Koordinator Desa KKN Tematik Literasi Gelombang 116 Universitas Hasanuddin, Andi Andhika Tumenggung A., menilai bahwa program ini menjadi bentuk nyata kontribusi mahasiswa dalam menjawab persoalan kesehatan masyarakat melalui pendekatan edukasi di sekolah. Menurutnya, literasi tidak hanya berkaitan dengan kemampuan membaca, tetapi juga mencakup kemampuan memahami informasi yang bermanfaat bagi kehidupan. Ia berharap siswa mampu menjadi penyampai informasi kepada keluarga mengenai pentingnya konsumsi ikan sebagai sumber protein yang mudah diperoleh di daerah pesisir seperti Desa Laguruda.
Kegiatan ini juga menjadi ruang pembelajaran yang menghubungkan literasi dengan kesehatan. Melalui penyampaian informasi yang menarik dan mudah dipahami, mahasiswa berupaya membangun kesadaran bahwa pencegahan stunting memerlukan perhatian sejak dini. Selain memberikan pemahaman mengenai manfaat ikan sebagai sumber protein berkualitas, mahasiswa juga mengajak siswa untuk mengenali pola makan sehat yang dapat mendukung pertumbuhan dan perkembangan mereka secara optimal.
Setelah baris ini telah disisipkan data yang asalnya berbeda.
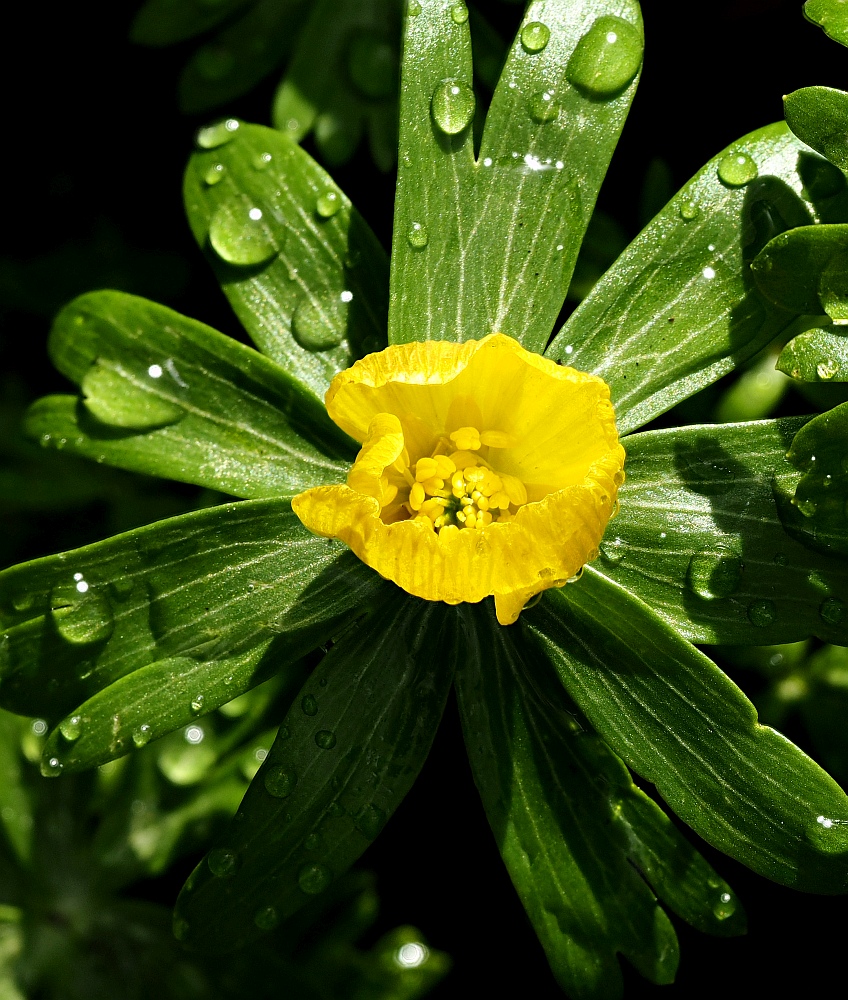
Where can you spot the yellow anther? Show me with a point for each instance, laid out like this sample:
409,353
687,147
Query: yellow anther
466,438
514,489
425,468
444,466
498,439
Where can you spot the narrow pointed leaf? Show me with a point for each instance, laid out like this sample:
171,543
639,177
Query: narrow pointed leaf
682,724
343,42
239,589
304,273
241,54
679,308
700,538
813,502
489,244
571,825
819,117
348,751
831,16
166,395
163,22
818,355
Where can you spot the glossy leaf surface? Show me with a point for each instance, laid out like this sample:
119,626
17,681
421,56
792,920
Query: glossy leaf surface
306,276
241,54
489,244
819,355
582,844
166,395
679,309
700,538
819,117
343,78
817,513
206,604
346,754
682,724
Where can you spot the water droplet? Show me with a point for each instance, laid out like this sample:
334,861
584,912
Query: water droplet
827,369
832,610
325,739
222,861
217,135
81,615
372,65
317,329
51,767
328,204
689,210
715,574
762,612
240,235
459,13
452,105
370,821
280,781
737,169
543,107
418,236
142,735
535,36
725,907
212,175
71,728
266,918
613,551
314,878
606,58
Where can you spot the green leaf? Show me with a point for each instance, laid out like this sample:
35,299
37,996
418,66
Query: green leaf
489,244
790,270
16,813
166,395
162,22
831,16
241,54
570,823
682,724
205,605
343,74
814,502
819,117
700,538
348,751
678,308
818,355
306,276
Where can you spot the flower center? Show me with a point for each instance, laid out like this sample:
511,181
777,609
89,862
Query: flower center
456,485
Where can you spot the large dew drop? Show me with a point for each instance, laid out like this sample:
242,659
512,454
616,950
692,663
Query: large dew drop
606,58
715,574
240,235
452,106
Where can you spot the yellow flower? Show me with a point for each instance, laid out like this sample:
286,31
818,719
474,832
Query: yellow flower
484,469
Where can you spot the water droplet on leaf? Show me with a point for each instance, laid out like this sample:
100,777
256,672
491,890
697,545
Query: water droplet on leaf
453,105
535,36
606,58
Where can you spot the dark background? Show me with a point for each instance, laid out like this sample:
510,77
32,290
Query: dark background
94,152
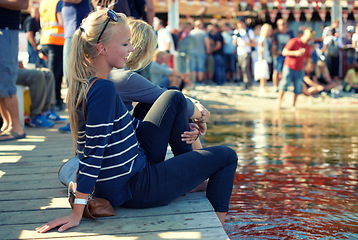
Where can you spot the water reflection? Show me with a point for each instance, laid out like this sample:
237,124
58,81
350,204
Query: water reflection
297,176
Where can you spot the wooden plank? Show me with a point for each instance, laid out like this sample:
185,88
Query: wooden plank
159,223
31,184
31,194
27,194
181,205
207,234
28,177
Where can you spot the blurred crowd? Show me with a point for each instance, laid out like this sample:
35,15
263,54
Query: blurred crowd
242,52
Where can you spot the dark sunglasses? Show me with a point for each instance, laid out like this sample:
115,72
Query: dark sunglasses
111,16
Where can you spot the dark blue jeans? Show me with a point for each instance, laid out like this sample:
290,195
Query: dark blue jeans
160,182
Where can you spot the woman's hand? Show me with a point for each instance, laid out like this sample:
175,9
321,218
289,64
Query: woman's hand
202,128
66,222
190,136
205,114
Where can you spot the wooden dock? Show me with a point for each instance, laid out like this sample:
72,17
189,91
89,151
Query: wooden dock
31,194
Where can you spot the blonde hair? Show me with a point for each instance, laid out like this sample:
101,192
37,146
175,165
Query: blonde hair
83,51
321,72
143,41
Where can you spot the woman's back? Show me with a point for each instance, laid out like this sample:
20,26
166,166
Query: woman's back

Dosen Pendamping KKN Tematik Literasi Gelombang 116 Desa Laguruda, Dr. Sumarlin Rengko HR, S.S., M.Hum., menyampaikan apresiasinya dari jarak jauh atas pelaksanaan program tersebut. Menurutnya, edukasi mengenai gizi sejak usia sekolah merupakan langkah strategis yang mampu membentuk pola pikir dan kebiasaan sehat sejak dini. Ia menilai kegiatan seperti GEMARI memperlihatkan bahwa mahasiswa tidak hanya menjalankan pengabdian kepada masyarakat, tetapi juga menghadirkan edukasi yang kontekstual sesuai dengan kebutuhan desa. Ia berharap kolaborasi antara mahasiswa, sekolah, dan masyarakat terus diperkuat agar pesan mengenai pentingnya gizi dan pencegahan stunting dapat menjangkau lebih banyak keluarga.
Melalui program GEMARI, Mahasiswa KKN Tematik Literasi Gelombang 116 Universitas Hasanuddin menunjukkan bahwa peningkatan kualitas hidup masyarakat dapat dimulai dari langkah sederhana, yaitu membangun kesadaran anak-anak terhadap pentingnya mengonsumsi ikan secara rutin. Edukasi yang diberikan diharapkan tidak berhenti di ruang kelas, tetapi menjadi pengetahuan yang dibawa pulang, diterapkan dalam kehidupan sehari-hari, serta mendorong lahirnya generasi yang lebih sehat, cerdas, dan bebas stunting di Desa Laguruda.